Köln – Blut auf dem Rasen, daneben eiserne Absperrpfosten und hölzerne Dachlatten, eingekreist mit weißer Farbe von der Spurensicherung der Polizei. Für wenige Minuten hatten Hooligans aus Mönchengladbach und gewaltbereite Kölner die Jahnwiese vor dem Derby vor zwölf Tagen in ein Schlachtfeld verwandelt. Jetzt hat die Polizei die „Ermittlungsgruppe Fußball“ gegründet, die die Randale aufklären soll.

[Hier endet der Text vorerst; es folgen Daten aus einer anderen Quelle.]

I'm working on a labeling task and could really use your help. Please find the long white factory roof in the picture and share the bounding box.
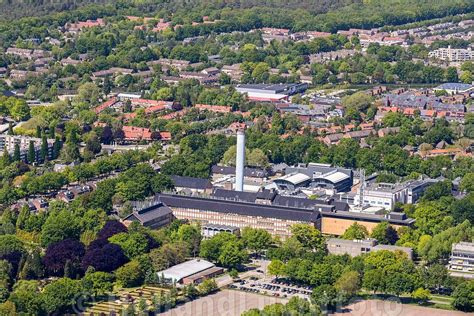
[318,171,349,183]
[158,259,214,282]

Sieben Beamte sollen herausfinden, wer an den Krawallen vor dem Stadion und an der Massenschlägerei auf der Jahnwiese in welcher Form beteiligt war. Es drohen Verfahren wegen Landfriedensbruchs und Körperverletzung.
Nach Informationen des „Kölner Stadt-Anzeiger“ interessieren sich die Ermittler vor allem für das Video aus einer Überwachungskamera, die den Eingang zum Materialraum für die Kölner Ultra-Fans in der Südkurve gefilmt hat: Auf dem Band soll zu erkennen sein, wie sich Männer in dem Raum eilig mit Holzlatten und anderen Gegenständen bewaffnen, die eigentlich für eine bunte Choreographie im Stadion gedacht waren.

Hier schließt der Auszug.